Breeden Capital Management Fired by New York City Pension Fund

New York City Comptroller John Liu
John Liu, New York City comptroller. Photographer: Daniel Acker/Bloomberg

New York City’s $36 billion pension fund for civil-service employees fired a money management firm headed by former U.S. Securities and Exchange Commission chairman Richard Breeden, who was stung by losses on his investment in retail jeweler Zale Corp.

The Employee Retirement System board of trustees voted via e-mail May 25 to terminate Greenwich, Connecticut-based Breeden Capital Management, according to information obtained from the city comptroller’s office under a public records request by Bloomberg News.

New York City Comptroller John Liu, a Democrat who took office in January, is reviewing the investments of the city’s five public-employee retirement funds. The pensions have fired at least six money management companies.

“NYCERS has given notice to Breeden, in accordance with the terms of its investment agreement, to withdraw from the fund,” Lawrence Schloss, the city’s chief investment officer, said in an e-mail.

Cathy Hanson, a spokeswoman for Liu, declined further comment.

As of June 30, the value of the city’s $136.5 million investment was $133.3 million.
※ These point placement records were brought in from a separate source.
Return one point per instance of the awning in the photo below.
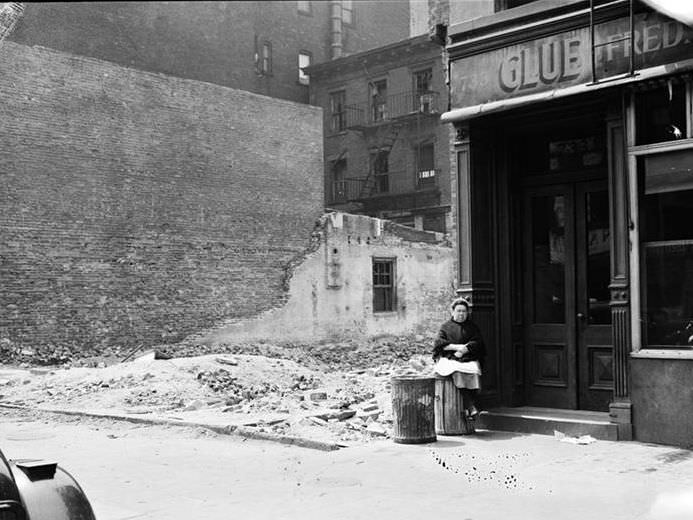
(462, 114)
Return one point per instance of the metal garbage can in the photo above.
(413, 410)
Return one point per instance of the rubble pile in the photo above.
(338, 392)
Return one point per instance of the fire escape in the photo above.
(382, 123)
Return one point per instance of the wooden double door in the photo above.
(566, 274)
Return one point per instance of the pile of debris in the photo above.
(268, 393)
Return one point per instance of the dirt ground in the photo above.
(329, 391)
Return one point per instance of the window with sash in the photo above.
(383, 284)
(663, 153)
(338, 111)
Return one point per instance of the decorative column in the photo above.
(620, 407)
(474, 202)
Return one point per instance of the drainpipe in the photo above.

That was 2.3 percent less than what it gave Breeden since October 2008. The Standard & Poor’s 500 Stock Index lost 2.5 percent in the period.

The pension fund has paid the firm $6.2 million in fees, according to the comptroller’s records.

Breeden also manages money for the California Public Employees’ Retirement System, or Calpers, and Maryland’s State Retirement and Pension System. The so-called activist investor buys stock in publicly traded companies and then presses for management changes to boost share prices.

Years to Unwind

The city’s withdrawal from Breeden Capital Management will take from 18 to 24 months, Schloss said. Breeden will remain a manager for the civil employees’ pension during that time, he said.

Victoria Weld, a spokeswoman for Breeden, declined to comment.

Breeden, 60, was chairman of the SEC from 1989 to 1993 under President George H.W. Bush. Under his leadership, the commission expanded shareholder rights by requiring more disclosure in proxy statements of executive pay and making it easier for dissidents to nominate directors to corporate boards.

After the SEC, Breeden was chairman at accounting firm Coopers & Lybrand and was the court-appointed monitor for WorldCom Inc., the telecommunications company that imploded after an accounting scandal. He opened Breeden Capital Management in 2005.

Tarnished Diamonds

Breeden, which oversees $1.29 billion in assets, is the largest shareholder in Irving, Texas-based Zale, the third-largest U.S. jeweler. Zale was battered by the recession, with annual revenue declining 21 percent to $1.78 billion in July 2009 from $2.15 billion in July 2007, as consumers cut discretionary spending, according to data compiled by Bloomberg.

Breeden Capital Management’s stake in Zale, now 28.3 percent, was valued at $14.3 million as of June 30, down from $201.8 million in September 2008, according to regulatory filings.

Liu, 42, elected in November after vowing to bring more transparency to city finances, has delayed naming fund managers fired by pension funds for as long as six months, saying “premature disclosure” would harm the value of plan assets.

Disclosure could cause prices of securities held by the manager to decline before the account was closed, First Deputy Comptroller Eric Eve has said.

Last month, Schloss, New York City’s chief investment officer, declined to say whether Breeden had been terminated. Bloomberg News then filed a public records request with the city comptroller’s office.

Billions in Assets

New York City’s civil employees retirement fund has more than 300,000 active members and retirees. The five city pension programs including the civil employees fund had $103.8 billion in assets as of March 31.

Since investing with Breeden in September 2007, Maryland has lost 12.8 percent compared with a 7.45 percent decline for the S&P 500, according to state pension records. The value of Maryland’s investment with Breeden was $134.1 million as of July 31.

Calpers has lost 4.5 percent investing with Breeden’s U.S. fund since June 2006, according to investment records for the quarter ending June 30. The market value of California’s investment in Breeden’s U.S. fund was $347.9 million.

Wayne Davis, a Calpers spokesman, and Michael Golden, a spokesman for the Maryland pension fund, declined to comment on their pensions’ relationship with Breeden.